Karl Denninger takes a look at today's consumer credit report and rightly observes that the American consumer isn't deleveraging.  As this chart from FRED shows, total outstanding credit is down only $162 billion from is peak, or 6.2% from the July 2008 peak of $2.58 trillion:



But, as Steve Keen has pointed out, somebody seems to be deleveraging (he's just wrong in assuming it is the American consumer).  According to his data, the amount of debt outstanding debt in the private sector (households, non-financial businesses and the financial sectors) reduced by $1.85 trillion from the end of 2008 through the end of 2009.

So, who is the cause of this debt reduction? 

Answer: the financial institutions account for more than 75% of that $1.85 trillion reduction in outstanding debt.

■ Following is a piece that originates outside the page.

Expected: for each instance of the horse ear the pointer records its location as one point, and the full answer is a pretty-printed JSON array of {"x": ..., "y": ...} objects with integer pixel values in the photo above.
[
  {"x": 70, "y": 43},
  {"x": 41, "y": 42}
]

There are a few observations here. 

First, the vast majority of the reduction in outstanding debt has resulted not from consumer deleveraging or write-offs of consumer debt but from the reduction of financial sector debt. 

Second, given the precipitous drop in financial sector debt, most if not all of that drop-off comes from write-offs of debt incurred in purchasing derivatives. 

Third, instability caused by excessive leverage on risky loans caused the financial crisis, not the risky loans themselves.  Even if one could successfully argue that banks were forced to lend to unworthy borrowers (something that has been debunked time and again), nobody made the banks create completely unregulated derivatives based on loans made to unworthy borrowers.